Migration to Organic
The result is very much the same like we saw of the energy sector. We have a sizable migration on a scale not seen before where millions are gearing towards an interest in and commitment to alternative food production. It’s the first significant progress to counter the shrinking small farms as we have seen over the last century. This migration is fuelled by a new age of lifestyle interest and brand of social-eco activism that has translated into a multi-billion dollar market and retail distribution network. This includes everything from health food chains, to fashion trends and product lines, to lifestyle communities and eateries geared to tap this booming market. The rising cost of petroleum and commodities is leveling the playing field for a host of self-sustainable products and models. This new market place is spawning a new generation of producers. These kinds of alternatives may likely have a larger impact against food inflation then possible through fed policy shifts alone. This market place needs be formalized as a critical component to our food supply and be recast as a leading component of America’s security blanket against economic shock and the social unrest we would have from it.
We may have been spoiled by our low food prices. Just a hundred years ago, food ran between 20% to 30% of people’s total income. This was true for hundreds or even thousands of years. This was true under the gold standard as well. The fall in food prices came in direct response to production efficiencies found through industrialization and later, by agricultural technology. Monetary policies generally play a secondary role. That is especially true today. Food technology is what sat at the center of our food deflation over the last 100 years. Petroleum based agriculture is approaching a tipping point of diminishing returns just as demand is spiking dramatically. This remains one of the nations top threats and yet, one of the quietest of all our looming crisis. Most ‘experts’ misdiagnose the problem as a fed policy issue rather then one about food production. Hopefully, our call to action can help change this.
Gov’t Can Offset
These alternate producers will provide the same kind of infrastructure to our food supply as green energy has for energy. This means we can leap frog this industry forward. Gov’t intervention did this with the solar panel industry. The feds put in $19 billion in guaranteed loans. The price of solar paneling collapse by 70% within a couple years. Solyndra, like other manufacturers went, bankrupt because of this price collapse. However, it created a more affordable solar industry. A similar kind of gov’t investment would do the same for these new ‘small’ food suppliers. It needs to be expanded along side measures to save the small farmers now being squeezed out by corporate farming.

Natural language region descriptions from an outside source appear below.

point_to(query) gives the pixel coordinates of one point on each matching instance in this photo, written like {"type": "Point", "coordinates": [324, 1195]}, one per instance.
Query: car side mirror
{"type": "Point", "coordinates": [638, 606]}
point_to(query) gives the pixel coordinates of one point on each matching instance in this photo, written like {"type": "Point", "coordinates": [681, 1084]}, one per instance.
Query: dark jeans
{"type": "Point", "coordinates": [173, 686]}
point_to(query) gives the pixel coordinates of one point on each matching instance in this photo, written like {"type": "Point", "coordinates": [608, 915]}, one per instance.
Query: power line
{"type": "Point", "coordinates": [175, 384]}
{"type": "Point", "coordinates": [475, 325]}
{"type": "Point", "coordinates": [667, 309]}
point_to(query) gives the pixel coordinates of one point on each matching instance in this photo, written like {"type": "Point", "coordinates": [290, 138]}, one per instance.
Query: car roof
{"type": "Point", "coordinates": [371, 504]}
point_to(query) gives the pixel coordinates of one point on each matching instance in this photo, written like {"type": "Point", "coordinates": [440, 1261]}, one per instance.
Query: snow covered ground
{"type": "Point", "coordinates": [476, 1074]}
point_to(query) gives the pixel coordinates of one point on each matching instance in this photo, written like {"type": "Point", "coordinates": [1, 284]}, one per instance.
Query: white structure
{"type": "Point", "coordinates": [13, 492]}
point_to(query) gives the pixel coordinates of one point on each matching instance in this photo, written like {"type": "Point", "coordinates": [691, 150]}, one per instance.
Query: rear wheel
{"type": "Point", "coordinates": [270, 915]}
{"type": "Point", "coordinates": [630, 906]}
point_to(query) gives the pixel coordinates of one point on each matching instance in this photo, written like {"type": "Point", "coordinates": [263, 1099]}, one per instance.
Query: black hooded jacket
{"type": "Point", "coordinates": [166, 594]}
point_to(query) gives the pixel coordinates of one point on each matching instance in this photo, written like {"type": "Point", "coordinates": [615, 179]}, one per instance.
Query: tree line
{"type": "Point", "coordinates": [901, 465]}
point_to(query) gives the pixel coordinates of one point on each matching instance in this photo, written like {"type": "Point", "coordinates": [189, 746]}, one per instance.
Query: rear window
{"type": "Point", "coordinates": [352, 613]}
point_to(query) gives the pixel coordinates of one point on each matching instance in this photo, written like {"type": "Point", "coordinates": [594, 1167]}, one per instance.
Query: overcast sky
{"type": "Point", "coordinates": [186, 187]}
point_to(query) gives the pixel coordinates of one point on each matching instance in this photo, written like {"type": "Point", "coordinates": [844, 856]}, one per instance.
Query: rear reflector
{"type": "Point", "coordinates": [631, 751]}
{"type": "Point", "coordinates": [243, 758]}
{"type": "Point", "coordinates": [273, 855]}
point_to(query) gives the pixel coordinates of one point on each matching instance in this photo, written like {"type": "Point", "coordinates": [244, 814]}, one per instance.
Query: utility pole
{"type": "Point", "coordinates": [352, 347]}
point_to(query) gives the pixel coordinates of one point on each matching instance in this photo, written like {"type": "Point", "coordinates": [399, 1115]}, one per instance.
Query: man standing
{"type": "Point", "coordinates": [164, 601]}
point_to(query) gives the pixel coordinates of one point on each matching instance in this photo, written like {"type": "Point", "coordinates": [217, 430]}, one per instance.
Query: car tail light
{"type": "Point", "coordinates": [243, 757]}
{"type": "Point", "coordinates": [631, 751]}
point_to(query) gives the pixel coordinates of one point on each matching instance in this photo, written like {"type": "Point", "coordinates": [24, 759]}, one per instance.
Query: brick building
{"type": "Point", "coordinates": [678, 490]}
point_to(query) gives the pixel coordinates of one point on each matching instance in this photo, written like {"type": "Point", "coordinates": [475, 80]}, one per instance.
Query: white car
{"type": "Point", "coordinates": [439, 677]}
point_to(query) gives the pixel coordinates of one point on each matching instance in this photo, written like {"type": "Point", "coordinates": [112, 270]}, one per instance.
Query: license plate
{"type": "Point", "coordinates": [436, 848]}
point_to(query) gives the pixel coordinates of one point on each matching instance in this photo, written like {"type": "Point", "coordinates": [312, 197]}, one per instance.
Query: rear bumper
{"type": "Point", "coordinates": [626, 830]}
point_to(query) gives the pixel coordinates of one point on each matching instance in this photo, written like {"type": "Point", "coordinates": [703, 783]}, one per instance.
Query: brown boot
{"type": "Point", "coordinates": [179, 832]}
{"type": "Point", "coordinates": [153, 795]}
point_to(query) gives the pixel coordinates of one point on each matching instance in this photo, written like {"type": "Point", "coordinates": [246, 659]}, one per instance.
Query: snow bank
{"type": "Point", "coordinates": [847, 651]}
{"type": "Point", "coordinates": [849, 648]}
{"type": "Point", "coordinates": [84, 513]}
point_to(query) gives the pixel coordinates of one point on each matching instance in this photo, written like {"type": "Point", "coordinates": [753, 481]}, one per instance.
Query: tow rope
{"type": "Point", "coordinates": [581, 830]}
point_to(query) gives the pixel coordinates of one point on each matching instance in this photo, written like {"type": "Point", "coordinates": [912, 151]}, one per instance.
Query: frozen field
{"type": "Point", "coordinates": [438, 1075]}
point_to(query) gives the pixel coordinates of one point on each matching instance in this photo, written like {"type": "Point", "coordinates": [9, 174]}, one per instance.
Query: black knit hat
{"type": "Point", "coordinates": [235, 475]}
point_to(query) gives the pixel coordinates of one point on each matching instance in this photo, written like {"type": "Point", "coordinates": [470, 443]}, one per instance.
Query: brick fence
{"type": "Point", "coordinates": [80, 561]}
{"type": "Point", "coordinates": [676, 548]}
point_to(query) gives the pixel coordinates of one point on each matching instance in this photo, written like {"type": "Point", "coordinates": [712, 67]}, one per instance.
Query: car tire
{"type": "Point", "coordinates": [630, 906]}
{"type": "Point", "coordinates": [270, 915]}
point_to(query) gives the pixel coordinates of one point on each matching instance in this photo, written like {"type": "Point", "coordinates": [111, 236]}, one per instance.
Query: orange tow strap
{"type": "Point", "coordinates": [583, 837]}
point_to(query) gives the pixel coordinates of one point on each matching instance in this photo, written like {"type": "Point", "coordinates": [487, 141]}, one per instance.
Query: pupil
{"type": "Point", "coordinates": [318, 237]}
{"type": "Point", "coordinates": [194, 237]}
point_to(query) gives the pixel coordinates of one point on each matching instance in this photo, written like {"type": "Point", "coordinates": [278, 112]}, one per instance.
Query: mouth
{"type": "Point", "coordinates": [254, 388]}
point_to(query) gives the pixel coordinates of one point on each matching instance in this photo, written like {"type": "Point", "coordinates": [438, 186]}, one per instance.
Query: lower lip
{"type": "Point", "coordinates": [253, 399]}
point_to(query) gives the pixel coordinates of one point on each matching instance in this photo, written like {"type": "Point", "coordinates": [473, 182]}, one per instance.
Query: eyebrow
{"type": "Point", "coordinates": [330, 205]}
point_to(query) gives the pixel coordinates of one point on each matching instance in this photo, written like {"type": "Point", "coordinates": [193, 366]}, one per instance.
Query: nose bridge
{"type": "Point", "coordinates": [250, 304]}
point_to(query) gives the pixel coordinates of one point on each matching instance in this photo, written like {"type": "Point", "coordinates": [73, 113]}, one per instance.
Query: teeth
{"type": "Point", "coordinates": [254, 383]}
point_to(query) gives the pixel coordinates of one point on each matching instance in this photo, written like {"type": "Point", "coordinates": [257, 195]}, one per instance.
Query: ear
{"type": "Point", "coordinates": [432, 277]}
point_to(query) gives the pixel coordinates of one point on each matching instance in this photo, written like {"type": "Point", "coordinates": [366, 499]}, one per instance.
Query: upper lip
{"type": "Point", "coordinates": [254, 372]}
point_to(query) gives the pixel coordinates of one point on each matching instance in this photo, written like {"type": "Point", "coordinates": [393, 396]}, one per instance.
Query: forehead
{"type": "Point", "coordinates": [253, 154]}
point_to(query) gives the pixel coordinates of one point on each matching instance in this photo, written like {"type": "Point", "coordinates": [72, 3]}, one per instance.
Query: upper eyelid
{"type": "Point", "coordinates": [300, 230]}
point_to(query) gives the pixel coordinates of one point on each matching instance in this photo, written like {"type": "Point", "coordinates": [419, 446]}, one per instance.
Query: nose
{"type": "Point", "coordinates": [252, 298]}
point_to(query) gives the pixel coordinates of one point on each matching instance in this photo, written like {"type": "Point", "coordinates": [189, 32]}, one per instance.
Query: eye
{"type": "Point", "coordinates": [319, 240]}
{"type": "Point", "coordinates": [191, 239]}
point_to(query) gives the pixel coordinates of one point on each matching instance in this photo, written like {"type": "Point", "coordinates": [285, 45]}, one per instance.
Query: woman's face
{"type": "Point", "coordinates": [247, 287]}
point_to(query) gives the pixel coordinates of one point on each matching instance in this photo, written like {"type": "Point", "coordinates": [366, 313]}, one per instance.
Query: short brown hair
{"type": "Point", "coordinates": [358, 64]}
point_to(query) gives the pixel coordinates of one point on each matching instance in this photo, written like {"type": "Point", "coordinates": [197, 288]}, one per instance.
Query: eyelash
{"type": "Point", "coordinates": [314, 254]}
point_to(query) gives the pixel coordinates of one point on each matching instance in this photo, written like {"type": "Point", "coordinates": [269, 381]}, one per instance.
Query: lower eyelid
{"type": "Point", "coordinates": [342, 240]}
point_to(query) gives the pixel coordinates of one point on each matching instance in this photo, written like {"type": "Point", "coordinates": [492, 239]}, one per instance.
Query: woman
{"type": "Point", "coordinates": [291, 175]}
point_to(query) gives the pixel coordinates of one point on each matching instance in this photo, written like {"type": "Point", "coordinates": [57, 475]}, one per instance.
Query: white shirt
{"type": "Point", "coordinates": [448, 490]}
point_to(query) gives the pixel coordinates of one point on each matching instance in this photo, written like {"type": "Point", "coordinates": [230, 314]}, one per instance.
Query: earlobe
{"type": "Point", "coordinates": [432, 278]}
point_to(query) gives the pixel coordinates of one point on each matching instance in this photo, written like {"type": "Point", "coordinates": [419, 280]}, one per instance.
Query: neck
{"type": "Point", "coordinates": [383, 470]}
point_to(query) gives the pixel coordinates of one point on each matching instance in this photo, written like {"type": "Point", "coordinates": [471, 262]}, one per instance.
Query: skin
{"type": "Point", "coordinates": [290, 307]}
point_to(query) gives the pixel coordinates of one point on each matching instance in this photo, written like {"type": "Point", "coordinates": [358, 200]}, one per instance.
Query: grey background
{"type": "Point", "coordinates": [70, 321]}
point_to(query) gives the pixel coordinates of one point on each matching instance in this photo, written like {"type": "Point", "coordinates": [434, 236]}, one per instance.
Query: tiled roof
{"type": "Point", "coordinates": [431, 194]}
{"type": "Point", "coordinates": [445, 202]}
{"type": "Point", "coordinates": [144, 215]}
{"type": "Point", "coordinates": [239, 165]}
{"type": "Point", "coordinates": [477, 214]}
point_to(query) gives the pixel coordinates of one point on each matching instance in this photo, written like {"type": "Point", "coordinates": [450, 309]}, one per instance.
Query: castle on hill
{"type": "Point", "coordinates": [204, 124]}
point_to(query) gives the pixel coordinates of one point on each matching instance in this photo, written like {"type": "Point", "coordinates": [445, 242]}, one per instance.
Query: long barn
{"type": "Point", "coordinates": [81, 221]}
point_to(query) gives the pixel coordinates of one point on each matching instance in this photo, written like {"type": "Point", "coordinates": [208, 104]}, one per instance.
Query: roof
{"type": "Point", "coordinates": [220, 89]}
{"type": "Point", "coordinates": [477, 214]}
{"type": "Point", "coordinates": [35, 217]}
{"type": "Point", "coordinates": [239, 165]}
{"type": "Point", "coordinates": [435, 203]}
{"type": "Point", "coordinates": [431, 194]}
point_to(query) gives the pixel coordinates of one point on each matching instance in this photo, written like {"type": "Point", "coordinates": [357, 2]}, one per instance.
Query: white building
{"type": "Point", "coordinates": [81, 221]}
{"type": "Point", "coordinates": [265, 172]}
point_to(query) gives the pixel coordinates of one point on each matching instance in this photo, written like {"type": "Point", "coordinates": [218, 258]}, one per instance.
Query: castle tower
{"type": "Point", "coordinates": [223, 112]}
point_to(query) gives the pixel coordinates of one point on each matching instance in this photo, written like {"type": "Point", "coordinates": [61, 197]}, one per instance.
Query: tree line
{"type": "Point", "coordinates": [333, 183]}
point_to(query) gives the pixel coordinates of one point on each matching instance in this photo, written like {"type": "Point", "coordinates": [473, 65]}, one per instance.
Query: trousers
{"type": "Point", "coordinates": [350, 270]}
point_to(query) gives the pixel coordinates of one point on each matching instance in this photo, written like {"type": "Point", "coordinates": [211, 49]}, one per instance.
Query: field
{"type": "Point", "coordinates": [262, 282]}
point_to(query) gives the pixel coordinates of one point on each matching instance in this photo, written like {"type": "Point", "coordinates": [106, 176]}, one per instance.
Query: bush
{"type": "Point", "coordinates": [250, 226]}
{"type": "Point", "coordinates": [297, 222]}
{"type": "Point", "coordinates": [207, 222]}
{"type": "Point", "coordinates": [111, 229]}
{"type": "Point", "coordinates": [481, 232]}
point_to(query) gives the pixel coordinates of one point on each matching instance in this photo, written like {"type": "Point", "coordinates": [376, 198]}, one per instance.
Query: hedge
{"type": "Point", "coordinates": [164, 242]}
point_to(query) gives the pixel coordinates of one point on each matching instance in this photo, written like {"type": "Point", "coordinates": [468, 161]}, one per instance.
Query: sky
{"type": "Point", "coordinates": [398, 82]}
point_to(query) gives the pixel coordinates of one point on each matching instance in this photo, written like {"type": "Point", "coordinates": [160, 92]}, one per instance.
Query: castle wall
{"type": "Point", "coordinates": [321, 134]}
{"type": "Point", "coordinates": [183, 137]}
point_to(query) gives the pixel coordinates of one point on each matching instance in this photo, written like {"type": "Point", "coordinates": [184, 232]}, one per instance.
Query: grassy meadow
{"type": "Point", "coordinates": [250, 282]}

Food Security: Top Priority
We have a closing window of opportunity before the country is buried under by foods coming hyper-inflation. Corporate farming can not fully counter this because they are breed upon petroleum based agriculture and falling access as developing countries take over their own set of lands and other resources. As oil prices continue to spike, so will petro-ag supplies. Much of this spike will be entirely independent of our monetary policies. Answers lie with alternative food suppliers. Green energy is gradually displacing oils economic role and political importance. This will leave ‘food security’ gradually over taking energy security. Most monetary reforms will only be as good as our food supply. To reform the feds without solving our food supply will have the same effect as hyper-inflation. Food and monetary policy are the same issue - much like oil and our economy use to be.